Thursday, April 25, 2024

On the train to Rome, still thinking Pompeii


Russ Chamberlayne checks in to ask 'enviously': "Did your tour of Pompeii leave you wondering if costumed guides in a 'living museum' setting would enhance the experience?"

Yes, sort of. I did sense at Pompeii that immersive feeling that can happen at a well-run  reconstruction or preservation site. (And there has been a fair amount of undisguised stabilization and reconstruction work where required at Pompeii.) 

But costumed re-enactnent is difficult to bring off well, and proportionately harder as the time and culture gap grows.  Would they speak Latin? The theatre at Pompeii is preserved-reconstructed.  I wonder if costumed actors could (or do) produce Pompeian scenes there sometimes.

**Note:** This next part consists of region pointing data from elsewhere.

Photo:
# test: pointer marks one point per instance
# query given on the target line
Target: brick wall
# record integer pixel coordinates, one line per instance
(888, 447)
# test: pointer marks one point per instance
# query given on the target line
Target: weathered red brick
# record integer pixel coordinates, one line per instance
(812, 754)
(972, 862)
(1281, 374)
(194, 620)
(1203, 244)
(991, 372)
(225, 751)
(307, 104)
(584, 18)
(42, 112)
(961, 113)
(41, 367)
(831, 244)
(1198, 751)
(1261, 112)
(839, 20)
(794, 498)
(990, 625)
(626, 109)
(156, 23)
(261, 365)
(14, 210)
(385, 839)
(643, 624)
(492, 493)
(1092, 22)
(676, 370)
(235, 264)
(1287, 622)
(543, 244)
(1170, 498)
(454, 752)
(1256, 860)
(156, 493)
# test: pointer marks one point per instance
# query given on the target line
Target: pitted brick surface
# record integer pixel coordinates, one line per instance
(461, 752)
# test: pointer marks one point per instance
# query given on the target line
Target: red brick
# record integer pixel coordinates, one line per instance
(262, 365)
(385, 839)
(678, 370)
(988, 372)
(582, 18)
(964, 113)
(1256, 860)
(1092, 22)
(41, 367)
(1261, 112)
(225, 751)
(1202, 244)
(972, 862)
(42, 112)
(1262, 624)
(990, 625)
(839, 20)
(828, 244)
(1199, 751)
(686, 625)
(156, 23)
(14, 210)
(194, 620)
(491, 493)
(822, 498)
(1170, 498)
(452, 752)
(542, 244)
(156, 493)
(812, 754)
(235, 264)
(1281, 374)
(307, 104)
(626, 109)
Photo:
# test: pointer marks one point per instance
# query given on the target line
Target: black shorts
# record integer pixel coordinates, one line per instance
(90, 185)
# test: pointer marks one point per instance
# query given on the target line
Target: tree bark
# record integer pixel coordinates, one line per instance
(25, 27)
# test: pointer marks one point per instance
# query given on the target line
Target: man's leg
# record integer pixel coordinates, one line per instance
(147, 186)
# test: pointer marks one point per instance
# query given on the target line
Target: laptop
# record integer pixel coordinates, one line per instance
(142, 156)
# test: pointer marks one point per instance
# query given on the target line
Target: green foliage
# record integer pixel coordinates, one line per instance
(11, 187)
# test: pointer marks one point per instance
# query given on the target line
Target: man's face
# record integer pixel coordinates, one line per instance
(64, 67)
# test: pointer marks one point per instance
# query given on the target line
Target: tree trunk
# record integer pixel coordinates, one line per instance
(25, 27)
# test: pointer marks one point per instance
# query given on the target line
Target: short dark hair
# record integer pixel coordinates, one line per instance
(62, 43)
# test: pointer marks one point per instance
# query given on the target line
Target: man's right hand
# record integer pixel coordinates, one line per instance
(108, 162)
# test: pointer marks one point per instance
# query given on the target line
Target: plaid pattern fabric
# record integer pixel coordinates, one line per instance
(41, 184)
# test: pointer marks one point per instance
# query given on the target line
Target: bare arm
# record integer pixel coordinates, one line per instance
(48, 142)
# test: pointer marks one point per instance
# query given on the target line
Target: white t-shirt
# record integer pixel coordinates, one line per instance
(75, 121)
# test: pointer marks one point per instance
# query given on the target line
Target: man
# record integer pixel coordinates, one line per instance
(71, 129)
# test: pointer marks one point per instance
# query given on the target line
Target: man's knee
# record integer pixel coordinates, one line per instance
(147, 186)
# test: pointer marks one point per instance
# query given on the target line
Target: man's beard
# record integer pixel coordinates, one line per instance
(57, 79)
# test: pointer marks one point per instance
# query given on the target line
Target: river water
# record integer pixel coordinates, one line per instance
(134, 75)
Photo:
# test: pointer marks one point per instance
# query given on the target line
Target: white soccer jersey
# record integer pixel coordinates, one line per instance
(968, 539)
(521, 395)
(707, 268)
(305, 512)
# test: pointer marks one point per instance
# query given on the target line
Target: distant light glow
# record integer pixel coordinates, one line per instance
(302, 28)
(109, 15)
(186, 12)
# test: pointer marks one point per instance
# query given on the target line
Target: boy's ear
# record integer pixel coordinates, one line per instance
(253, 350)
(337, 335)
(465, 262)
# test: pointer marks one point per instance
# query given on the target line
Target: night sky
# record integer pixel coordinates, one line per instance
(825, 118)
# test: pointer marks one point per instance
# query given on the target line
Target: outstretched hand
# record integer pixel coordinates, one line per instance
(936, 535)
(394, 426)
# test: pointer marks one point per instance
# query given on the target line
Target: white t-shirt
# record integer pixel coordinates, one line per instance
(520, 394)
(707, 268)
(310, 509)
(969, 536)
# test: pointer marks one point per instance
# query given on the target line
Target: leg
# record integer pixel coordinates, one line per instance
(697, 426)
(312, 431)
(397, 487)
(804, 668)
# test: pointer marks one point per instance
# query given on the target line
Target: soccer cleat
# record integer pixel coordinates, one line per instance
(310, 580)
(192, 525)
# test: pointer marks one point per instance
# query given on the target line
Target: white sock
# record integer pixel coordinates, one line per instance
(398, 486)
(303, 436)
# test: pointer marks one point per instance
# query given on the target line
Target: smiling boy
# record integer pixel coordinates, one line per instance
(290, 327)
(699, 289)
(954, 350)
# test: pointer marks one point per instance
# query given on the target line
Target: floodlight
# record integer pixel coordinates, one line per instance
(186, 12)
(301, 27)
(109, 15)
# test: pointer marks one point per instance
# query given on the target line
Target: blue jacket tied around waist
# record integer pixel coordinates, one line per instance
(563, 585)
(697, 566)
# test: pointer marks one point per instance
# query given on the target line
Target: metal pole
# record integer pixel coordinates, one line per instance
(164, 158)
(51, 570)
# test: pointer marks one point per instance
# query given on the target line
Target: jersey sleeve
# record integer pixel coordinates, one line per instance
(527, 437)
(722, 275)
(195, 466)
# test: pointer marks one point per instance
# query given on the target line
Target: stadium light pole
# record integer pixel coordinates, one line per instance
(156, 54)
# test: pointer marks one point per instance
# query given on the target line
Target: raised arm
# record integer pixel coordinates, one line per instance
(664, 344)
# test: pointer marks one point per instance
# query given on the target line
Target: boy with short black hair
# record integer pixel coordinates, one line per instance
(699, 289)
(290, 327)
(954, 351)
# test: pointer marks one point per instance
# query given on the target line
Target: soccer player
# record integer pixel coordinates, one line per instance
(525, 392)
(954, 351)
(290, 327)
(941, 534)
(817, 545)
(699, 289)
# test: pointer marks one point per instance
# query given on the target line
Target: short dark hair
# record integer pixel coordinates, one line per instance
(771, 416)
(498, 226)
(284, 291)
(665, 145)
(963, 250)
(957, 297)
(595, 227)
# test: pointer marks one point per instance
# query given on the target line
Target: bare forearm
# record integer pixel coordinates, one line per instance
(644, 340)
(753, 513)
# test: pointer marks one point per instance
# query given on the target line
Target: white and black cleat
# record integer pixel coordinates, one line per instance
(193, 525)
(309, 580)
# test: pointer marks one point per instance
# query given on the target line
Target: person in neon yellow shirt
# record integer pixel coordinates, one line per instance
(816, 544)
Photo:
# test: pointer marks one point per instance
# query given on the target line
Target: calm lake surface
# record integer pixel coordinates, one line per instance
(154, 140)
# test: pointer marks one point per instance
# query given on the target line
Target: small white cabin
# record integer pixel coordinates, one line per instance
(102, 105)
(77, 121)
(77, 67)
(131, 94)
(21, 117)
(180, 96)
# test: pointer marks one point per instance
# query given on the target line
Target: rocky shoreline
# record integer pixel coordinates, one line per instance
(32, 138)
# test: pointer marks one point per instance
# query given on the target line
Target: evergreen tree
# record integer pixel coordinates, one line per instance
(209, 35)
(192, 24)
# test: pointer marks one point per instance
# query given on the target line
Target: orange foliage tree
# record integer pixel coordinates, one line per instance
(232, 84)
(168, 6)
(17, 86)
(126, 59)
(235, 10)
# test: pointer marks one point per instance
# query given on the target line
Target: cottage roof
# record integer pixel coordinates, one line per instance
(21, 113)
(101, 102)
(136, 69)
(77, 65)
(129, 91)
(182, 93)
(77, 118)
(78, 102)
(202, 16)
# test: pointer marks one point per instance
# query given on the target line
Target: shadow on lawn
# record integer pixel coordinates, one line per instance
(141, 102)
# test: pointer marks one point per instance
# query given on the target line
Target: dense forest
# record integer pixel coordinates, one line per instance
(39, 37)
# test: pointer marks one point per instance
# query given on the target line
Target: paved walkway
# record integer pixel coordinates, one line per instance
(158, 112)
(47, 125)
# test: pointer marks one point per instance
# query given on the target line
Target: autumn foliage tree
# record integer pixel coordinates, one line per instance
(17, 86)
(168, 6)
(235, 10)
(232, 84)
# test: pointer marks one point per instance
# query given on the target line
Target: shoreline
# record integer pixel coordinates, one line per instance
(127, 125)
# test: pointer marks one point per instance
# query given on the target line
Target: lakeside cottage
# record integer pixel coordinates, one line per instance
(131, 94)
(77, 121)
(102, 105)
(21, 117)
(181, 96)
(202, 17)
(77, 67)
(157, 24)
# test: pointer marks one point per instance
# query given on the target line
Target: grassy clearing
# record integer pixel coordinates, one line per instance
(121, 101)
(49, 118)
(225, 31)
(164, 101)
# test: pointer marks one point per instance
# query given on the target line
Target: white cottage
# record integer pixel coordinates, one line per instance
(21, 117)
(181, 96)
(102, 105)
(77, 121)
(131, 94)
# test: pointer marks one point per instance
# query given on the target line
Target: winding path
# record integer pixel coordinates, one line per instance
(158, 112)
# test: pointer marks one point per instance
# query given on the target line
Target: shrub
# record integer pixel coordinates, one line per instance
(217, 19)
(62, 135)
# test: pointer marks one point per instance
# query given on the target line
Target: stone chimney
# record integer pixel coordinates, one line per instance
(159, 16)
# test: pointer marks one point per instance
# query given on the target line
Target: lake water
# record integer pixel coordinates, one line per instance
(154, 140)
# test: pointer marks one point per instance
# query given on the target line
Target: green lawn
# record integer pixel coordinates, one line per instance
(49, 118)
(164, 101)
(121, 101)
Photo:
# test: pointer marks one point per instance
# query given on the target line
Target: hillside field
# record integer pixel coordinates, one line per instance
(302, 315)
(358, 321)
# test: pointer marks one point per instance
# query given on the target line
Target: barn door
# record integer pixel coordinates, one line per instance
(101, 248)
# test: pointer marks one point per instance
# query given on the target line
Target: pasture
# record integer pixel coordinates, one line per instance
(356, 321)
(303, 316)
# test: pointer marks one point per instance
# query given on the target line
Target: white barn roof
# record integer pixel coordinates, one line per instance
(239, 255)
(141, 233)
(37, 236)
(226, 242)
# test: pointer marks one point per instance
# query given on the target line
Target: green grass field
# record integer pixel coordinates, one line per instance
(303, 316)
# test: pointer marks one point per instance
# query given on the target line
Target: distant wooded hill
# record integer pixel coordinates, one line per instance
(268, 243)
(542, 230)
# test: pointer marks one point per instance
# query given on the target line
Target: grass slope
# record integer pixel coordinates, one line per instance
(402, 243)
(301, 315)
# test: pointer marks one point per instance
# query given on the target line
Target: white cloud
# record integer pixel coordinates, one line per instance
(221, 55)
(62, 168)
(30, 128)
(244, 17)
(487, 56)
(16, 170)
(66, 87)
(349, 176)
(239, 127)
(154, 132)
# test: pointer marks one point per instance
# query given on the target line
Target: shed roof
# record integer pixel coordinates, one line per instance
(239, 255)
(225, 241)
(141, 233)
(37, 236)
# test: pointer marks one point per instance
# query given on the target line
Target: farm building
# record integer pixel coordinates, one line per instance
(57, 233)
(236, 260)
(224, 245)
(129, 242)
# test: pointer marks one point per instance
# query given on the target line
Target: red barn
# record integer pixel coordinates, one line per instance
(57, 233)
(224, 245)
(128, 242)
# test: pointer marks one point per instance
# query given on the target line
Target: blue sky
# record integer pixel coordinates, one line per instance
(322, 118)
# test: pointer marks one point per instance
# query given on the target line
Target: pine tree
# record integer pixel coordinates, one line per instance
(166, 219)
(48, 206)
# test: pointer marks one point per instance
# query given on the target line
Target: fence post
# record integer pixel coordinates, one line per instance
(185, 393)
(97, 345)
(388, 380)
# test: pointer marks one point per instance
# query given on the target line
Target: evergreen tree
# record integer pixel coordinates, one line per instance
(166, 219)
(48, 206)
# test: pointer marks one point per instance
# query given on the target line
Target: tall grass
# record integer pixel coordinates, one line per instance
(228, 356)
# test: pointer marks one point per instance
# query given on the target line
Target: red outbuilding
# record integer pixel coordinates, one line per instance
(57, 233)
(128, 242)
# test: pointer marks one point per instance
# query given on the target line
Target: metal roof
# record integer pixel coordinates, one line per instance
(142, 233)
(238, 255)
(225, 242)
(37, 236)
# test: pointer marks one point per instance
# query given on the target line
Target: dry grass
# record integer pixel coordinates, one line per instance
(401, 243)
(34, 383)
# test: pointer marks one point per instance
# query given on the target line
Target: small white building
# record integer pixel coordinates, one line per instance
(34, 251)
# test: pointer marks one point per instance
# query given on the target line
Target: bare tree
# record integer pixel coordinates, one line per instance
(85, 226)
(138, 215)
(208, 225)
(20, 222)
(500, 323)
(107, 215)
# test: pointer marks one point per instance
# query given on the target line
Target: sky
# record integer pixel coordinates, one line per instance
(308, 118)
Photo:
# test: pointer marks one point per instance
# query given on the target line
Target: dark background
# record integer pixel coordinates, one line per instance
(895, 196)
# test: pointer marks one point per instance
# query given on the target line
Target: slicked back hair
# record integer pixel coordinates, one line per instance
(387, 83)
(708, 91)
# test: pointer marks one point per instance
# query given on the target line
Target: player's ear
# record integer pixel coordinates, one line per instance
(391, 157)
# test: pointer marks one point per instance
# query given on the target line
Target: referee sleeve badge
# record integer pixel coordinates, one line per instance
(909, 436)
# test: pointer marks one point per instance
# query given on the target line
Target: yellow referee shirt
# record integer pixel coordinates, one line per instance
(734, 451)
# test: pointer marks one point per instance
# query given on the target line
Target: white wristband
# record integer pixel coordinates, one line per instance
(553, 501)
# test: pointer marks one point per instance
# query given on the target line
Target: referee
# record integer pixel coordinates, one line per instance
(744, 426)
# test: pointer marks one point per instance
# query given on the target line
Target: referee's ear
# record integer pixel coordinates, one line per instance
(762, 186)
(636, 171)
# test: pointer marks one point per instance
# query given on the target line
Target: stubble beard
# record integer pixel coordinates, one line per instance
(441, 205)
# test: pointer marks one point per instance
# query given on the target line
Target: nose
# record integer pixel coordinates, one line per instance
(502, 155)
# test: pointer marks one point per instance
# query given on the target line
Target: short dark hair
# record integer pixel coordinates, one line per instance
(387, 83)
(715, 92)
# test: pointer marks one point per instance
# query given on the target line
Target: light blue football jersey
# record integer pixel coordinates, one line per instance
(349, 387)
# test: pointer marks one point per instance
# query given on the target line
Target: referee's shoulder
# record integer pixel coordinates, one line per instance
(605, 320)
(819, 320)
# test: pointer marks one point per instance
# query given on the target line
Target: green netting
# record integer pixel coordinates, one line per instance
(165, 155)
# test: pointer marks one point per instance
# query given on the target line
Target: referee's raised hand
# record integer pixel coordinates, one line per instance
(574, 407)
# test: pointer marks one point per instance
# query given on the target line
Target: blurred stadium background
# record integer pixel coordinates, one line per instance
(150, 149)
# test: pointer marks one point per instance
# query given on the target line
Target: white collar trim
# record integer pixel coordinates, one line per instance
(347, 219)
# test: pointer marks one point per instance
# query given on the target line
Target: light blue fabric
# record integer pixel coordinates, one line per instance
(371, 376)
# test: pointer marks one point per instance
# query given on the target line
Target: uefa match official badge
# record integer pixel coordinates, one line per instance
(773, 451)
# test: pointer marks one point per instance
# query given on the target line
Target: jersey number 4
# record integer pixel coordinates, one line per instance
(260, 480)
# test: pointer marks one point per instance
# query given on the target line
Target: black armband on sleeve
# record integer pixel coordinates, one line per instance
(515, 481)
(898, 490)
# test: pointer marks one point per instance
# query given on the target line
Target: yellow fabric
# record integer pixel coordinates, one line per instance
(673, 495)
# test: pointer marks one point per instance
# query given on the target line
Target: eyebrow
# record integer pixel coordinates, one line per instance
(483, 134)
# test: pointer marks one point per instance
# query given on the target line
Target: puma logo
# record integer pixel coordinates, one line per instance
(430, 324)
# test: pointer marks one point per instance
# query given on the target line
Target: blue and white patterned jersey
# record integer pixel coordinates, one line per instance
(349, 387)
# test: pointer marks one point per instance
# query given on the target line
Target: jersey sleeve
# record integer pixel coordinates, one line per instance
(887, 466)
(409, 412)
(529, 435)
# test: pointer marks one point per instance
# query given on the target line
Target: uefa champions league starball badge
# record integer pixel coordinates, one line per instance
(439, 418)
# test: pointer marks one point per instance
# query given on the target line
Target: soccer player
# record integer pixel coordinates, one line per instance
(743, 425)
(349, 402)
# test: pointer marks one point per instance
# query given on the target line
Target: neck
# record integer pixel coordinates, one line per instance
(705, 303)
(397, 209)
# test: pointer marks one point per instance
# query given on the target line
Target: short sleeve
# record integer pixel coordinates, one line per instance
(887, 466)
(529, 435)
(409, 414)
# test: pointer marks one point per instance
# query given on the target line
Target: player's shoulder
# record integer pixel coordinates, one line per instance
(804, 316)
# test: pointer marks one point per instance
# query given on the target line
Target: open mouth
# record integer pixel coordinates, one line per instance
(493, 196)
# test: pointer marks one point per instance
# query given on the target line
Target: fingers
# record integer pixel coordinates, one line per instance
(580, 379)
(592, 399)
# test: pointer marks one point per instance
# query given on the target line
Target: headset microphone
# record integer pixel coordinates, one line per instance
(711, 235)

We did the "second part" of Pompeii yesterday. That is, we went to MANN, the Museo Archaeologicio Nazionale Napoli. It is where most of the 'moveables' of Pompeii ended up: silver, bronze, iron, ceramics, glass, and also scores of mosaics and frescoes removed from walls and floors over the centuries of excavation there.  We were told there is two hundred more years of excavation possible -- a newly opened house was presented to the media just the other day.

Today: Another fast train back to Rome. Home on Sunday.